Há ainda um aspecto simbólico que merece destaque: a decisão reafirma que patrimônio não é tema restrito a especialistas. Quando moradores, estudantes e profissionais se engajam, o processo ganha legitimidade e mostra que a cidade é construída na esfera pública. A mobilização em torno da escola também ilustra como o debate sobre arquitetura pode ampliar a consciência urbana e educar o olhar coletivo. Ao aceitar o tombamento, o poder público reconhece que certos edifícios têm capacidade de ensinar, inspirar e estabelecer referências. É uma mensagem importante para incorporadoras, planejadores e gestores: o desenvolvimento urbano mais inteligente não é o que apaga tudo, mas o que escolhe com critério o que deve permanecer. E, em mercados competitivos, essa leitura pode ser um diferencial poderoso para projetos que buscam reputação de longo prazo. Se o imóvel comunica história e qualidade, ele tende a conversar melhor com uma cidade que valoriza identidade. Em outras palavras, proteger a arquitetura certa também é uma forma de fortalecer o próprio território.

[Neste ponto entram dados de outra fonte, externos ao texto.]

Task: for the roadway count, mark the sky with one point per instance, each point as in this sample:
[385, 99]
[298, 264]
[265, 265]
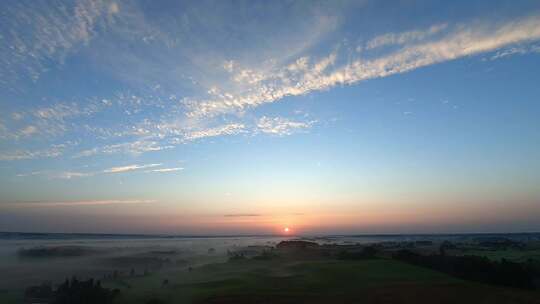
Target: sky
[246, 117]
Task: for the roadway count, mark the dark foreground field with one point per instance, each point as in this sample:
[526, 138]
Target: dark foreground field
[307, 274]
[282, 280]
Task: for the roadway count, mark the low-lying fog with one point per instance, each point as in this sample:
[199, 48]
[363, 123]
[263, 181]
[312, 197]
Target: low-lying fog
[30, 262]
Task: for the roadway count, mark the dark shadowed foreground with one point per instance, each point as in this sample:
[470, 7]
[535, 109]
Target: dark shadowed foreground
[308, 272]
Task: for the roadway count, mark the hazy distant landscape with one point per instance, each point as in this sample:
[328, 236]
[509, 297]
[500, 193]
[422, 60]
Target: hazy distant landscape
[334, 269]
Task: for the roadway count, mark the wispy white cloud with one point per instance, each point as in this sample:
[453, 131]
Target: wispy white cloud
[135, 147]
[122, 169]
[408, 37]
[80, 203]
[165, 170]
[228, 129]
[523, 49]
[53, 151]
[51, 32]
[416, 49]
[281, 126]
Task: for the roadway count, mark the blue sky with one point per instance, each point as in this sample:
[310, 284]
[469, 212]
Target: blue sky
[245, 117]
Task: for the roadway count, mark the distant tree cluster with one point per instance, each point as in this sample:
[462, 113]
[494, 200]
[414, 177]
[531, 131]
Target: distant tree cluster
[369, 252]
[474, 268]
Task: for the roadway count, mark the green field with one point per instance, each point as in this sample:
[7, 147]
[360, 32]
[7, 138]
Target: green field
[314, 281]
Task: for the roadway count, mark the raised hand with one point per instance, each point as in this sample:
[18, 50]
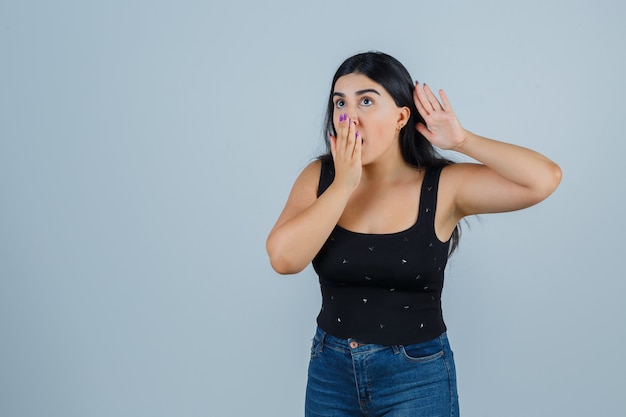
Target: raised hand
[442, 128]
[346, 152]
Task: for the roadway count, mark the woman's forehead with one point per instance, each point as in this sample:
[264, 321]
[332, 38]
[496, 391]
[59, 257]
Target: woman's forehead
[350, 83]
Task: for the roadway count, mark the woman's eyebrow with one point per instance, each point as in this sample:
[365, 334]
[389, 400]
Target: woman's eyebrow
[358, 93]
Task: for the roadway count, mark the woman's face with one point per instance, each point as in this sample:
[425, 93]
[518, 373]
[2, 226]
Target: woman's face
[377, 117]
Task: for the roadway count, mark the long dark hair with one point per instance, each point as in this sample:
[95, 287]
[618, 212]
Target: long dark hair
[394, 77]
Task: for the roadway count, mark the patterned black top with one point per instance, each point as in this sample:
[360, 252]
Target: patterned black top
[384, 288]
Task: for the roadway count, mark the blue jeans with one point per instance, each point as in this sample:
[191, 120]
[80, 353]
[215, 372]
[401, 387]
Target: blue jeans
[347, 378]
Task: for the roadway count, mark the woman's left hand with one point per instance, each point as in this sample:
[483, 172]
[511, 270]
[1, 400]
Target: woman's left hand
[442, 128]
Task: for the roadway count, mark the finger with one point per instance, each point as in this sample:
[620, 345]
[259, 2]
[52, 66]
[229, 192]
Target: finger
[351, 137]
[356, 154]
[333, 145]
[342, 133]
[432, 99]
[446, 102]
[421, 128]
[418, 101]
[423, 97]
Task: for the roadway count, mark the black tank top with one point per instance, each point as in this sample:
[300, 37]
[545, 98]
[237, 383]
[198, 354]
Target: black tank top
[384, 288]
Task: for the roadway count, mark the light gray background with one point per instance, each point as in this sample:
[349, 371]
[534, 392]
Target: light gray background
[147, 147]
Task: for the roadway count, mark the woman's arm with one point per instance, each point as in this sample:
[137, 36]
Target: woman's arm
[510, 177]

O legado que fica para a cidade

A vitória no Conpresp encerra uma disputa concreta, mas abre uma reflexão mais ampla sobre o futuro do patrimônio arquitetônico em São Paulo. A Escola Panamericana não sobreviveu por acaso: ela foi defendida por quem entendeu, no momento certo, que certas obras precisam ser lidas como bens públicos de valor coletivo. Esse tipo de desfecho fortalece a cultura urbana e ajuda a criar um repertório mais sofisticado para lidar com imóveis emblemáticos. Em vez de enxergar a preservação como obstáculo, a cidade pode tratá-la como ferramenta de inteligência territorial. É nessa chave que o caso se torna tão relevante para arquitetos, empreendedores e comunicadores do mercado imobiliário. A preservação bem conduzida pode gerar diferenciação, credibilidade e narrativa de marca, enquanto a demolição de referência consolidada pode produzir perda de imagem e ruptura de memória. O episódio da Panamericana mostra que há, sim, espaço para inovação sem amnésia. Quando a cidade escolhe preservar uma obra de valor, ela afirma sua maturidade cultural e amplia as possibilidades de futuro.

Se houve emoção na sessão do Conpresp, ela veio do reconhecimento de que a luta foi maior do que um prédio. Foi uma defesa da cidade como construção coletiva, da arquitetura como linguagem pública e da memória como ativo urbano. Zanettini resumiu bem esse espírito ao dizer que a conquista é da cultura paulistana e do Brasil. E essa talvez seja a lição mais forte do caso: nem toda vitória precisa ser medida em metros quadrados ou em retorno financeiro. Algumas vitórias se medem em permanência, em significado e em capacidade de inspirar novas gerações. Para quem acompanha o mercado imobiliário com atenção, o recado é claro: lugares contam histórias, e histórias bem cuidadas valem muito. A Panamericana continua lá para provar isso — viva, visível e mais forte do que antes.